Until some auto industry has a breakthrough in engine technology that the Chinese will duplicate,denial remains a river in China.


China media downplays UN climate change report

<snip>
China Central Television in its Friday night and Saturday news broadcasts failed to mention the report by the Intergovernmental Panel for Climate Change (IPCC) that called for international action to slow down global warming.

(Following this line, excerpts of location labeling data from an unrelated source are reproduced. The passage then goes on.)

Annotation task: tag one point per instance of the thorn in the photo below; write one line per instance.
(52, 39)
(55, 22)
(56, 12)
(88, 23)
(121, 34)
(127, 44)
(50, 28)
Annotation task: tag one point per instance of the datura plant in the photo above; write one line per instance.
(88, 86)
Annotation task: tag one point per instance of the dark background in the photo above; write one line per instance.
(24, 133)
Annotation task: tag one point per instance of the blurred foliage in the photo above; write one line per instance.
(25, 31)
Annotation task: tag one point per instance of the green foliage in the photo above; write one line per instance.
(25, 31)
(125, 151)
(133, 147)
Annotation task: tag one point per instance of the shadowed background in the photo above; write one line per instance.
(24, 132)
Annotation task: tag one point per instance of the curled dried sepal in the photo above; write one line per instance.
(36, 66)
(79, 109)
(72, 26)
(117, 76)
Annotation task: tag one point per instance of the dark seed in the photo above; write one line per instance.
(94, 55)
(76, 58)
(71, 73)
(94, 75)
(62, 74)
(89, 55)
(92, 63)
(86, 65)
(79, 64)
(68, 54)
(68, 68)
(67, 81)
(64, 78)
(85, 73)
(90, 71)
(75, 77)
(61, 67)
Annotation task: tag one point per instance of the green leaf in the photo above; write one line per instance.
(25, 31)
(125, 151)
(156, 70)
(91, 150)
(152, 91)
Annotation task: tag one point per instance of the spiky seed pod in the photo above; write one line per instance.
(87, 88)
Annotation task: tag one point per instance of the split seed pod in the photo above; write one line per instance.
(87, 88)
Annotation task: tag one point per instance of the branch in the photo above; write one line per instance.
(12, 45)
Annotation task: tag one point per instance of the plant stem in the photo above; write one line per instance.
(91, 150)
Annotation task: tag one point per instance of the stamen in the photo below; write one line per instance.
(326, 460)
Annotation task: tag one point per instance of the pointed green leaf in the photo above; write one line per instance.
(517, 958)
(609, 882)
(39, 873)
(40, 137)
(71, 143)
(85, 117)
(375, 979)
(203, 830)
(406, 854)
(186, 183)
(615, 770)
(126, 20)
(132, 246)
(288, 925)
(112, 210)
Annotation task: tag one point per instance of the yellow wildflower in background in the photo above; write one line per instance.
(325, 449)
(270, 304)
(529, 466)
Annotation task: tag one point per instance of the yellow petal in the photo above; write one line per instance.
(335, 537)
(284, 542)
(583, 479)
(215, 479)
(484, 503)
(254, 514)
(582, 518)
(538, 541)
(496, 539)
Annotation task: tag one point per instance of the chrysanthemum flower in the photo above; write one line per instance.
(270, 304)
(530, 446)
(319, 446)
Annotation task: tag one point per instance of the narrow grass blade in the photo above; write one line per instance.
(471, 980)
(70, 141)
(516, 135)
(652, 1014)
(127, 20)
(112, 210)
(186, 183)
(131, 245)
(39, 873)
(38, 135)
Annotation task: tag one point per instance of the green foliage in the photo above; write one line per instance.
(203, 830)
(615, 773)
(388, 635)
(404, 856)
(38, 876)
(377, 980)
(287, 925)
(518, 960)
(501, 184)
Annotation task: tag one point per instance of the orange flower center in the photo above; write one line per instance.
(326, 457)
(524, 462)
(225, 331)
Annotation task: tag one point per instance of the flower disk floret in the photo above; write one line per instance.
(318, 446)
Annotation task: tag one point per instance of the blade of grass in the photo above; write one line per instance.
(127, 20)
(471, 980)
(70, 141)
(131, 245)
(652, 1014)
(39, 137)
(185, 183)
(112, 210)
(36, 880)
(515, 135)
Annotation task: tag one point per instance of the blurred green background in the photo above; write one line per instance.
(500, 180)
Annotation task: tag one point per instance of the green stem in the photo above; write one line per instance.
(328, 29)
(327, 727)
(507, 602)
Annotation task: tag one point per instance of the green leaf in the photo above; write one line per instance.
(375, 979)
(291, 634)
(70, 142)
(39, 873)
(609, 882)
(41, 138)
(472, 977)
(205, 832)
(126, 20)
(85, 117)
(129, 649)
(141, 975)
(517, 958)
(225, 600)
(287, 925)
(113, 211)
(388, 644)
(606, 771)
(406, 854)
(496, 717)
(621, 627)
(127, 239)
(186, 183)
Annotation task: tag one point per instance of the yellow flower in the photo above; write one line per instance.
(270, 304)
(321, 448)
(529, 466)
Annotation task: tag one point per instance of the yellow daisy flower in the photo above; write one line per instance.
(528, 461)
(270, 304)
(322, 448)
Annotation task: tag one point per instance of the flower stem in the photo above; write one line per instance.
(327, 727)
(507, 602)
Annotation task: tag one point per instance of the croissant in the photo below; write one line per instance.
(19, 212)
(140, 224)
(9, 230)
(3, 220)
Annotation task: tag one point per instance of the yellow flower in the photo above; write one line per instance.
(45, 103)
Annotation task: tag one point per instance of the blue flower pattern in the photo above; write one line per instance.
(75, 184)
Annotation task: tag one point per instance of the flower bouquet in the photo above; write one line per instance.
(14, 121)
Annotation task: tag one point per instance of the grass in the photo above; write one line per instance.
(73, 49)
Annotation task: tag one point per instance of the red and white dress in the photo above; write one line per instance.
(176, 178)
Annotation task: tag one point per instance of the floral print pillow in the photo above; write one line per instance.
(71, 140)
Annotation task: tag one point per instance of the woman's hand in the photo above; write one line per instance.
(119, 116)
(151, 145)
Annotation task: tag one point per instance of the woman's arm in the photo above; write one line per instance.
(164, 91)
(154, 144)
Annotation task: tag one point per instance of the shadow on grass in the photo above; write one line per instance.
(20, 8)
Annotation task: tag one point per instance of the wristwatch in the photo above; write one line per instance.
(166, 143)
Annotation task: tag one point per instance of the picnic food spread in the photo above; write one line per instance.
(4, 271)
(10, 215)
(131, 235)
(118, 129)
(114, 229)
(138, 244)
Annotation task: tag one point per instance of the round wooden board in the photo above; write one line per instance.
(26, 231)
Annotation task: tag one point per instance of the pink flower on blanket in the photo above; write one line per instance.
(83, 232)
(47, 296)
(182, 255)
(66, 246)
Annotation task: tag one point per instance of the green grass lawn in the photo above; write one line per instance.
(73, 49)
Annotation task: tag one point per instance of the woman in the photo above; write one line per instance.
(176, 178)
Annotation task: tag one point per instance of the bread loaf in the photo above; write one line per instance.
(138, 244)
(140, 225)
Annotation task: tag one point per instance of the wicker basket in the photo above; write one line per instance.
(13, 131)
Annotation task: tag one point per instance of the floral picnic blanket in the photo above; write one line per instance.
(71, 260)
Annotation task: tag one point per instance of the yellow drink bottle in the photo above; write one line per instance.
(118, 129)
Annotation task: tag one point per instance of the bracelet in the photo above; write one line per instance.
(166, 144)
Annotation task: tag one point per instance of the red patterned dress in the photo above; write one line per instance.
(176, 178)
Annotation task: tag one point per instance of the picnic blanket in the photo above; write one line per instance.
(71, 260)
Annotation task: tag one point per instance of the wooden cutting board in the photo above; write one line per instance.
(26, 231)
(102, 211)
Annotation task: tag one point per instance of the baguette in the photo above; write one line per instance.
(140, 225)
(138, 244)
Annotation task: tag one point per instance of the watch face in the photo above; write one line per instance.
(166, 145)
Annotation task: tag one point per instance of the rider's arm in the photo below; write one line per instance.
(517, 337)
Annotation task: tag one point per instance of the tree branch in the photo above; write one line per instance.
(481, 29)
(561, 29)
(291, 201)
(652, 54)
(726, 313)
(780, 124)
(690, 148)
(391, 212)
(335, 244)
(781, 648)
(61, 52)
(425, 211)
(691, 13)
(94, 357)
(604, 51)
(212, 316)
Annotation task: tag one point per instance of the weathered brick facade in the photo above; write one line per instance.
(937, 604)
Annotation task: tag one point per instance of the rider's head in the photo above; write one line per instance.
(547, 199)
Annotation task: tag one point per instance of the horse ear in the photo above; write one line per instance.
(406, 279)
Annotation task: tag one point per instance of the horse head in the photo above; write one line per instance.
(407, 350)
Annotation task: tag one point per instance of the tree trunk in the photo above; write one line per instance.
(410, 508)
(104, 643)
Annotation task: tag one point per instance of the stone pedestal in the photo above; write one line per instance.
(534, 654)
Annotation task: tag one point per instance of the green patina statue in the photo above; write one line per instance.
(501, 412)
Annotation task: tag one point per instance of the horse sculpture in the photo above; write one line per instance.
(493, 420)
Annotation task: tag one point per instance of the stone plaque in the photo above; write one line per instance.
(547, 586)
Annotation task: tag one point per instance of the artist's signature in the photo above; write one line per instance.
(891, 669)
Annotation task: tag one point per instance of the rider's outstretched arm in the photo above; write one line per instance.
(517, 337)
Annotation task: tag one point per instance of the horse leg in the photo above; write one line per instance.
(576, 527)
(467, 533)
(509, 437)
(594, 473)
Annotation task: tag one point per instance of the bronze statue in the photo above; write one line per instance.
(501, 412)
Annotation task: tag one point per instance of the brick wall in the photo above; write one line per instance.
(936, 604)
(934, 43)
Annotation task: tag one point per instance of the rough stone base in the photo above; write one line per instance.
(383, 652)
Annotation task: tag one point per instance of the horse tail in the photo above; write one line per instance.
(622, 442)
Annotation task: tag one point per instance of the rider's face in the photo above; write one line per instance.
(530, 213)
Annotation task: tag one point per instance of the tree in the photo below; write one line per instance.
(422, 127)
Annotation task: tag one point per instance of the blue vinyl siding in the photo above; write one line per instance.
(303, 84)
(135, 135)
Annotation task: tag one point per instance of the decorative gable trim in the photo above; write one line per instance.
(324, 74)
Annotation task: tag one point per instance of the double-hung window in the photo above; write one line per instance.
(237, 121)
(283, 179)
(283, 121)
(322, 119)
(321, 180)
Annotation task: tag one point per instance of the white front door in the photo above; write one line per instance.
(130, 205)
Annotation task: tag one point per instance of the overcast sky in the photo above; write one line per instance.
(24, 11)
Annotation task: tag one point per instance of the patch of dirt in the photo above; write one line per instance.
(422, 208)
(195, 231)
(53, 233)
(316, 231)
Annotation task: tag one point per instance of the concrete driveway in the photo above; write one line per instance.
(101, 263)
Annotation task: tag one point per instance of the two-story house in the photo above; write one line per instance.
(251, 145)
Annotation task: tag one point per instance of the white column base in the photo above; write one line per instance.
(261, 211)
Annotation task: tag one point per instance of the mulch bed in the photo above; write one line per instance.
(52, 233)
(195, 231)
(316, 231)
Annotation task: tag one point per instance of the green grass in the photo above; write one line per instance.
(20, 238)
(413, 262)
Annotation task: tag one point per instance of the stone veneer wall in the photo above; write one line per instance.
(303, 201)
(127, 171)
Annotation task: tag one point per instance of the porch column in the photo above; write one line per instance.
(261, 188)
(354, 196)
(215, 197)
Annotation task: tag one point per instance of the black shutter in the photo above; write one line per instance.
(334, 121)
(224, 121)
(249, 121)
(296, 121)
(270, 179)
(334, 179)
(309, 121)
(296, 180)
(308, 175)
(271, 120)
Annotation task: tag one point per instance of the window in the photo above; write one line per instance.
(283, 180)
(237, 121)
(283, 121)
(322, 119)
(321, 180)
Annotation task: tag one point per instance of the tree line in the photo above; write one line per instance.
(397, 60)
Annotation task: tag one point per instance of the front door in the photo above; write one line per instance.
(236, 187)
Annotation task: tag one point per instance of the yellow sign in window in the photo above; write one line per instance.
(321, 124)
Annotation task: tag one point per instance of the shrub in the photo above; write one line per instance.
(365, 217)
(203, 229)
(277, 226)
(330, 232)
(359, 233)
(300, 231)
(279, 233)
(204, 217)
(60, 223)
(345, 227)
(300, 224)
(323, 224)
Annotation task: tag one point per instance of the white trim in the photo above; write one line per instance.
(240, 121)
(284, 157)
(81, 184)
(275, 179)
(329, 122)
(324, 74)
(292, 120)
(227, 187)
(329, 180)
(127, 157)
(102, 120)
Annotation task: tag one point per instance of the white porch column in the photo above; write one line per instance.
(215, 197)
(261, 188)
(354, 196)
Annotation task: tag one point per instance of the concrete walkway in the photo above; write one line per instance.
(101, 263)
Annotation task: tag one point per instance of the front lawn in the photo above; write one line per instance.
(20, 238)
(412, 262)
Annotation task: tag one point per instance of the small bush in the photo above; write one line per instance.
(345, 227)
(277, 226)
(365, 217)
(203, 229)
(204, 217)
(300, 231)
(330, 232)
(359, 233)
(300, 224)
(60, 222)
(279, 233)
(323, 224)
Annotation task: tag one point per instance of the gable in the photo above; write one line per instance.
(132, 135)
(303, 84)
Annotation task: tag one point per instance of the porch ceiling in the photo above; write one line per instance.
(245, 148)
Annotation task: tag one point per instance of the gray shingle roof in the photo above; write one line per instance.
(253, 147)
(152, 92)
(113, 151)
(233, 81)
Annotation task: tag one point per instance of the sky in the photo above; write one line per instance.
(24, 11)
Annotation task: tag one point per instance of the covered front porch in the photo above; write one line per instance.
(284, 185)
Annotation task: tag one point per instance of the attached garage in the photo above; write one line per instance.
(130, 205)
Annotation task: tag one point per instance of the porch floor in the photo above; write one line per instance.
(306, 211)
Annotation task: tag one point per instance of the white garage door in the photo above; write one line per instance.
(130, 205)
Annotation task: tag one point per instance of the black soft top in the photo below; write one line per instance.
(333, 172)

No Chinese language report was seen on China's growing impact on global warming due to its world-leading coal use and its booming automobile industry.

<snip>

The Communist Party's leading People's Daily ran a three paragraph factual on the report at the bottom of page three in its Saturday edition.Other state-run papers ran Xinhua news agency articles on the climate report on inside pages, while only the Beijing News carried a story on the negative effects that climate change could bring to China, including extended drought in the north and worse flooding in the south.No Chinese language report was seen on China's growing impact on global warming due to its world-leading coal use and its booming automobile industry.

<snip>

China, a signatory to the Kyoto Protocol, is not committed to cut greenhouse gases due to its status as a developing country. Despite being the world's second-largest greenhouse gas emitter after the United States, China's per-capita emissions remain only a fraction of those in developed countries, the government has said.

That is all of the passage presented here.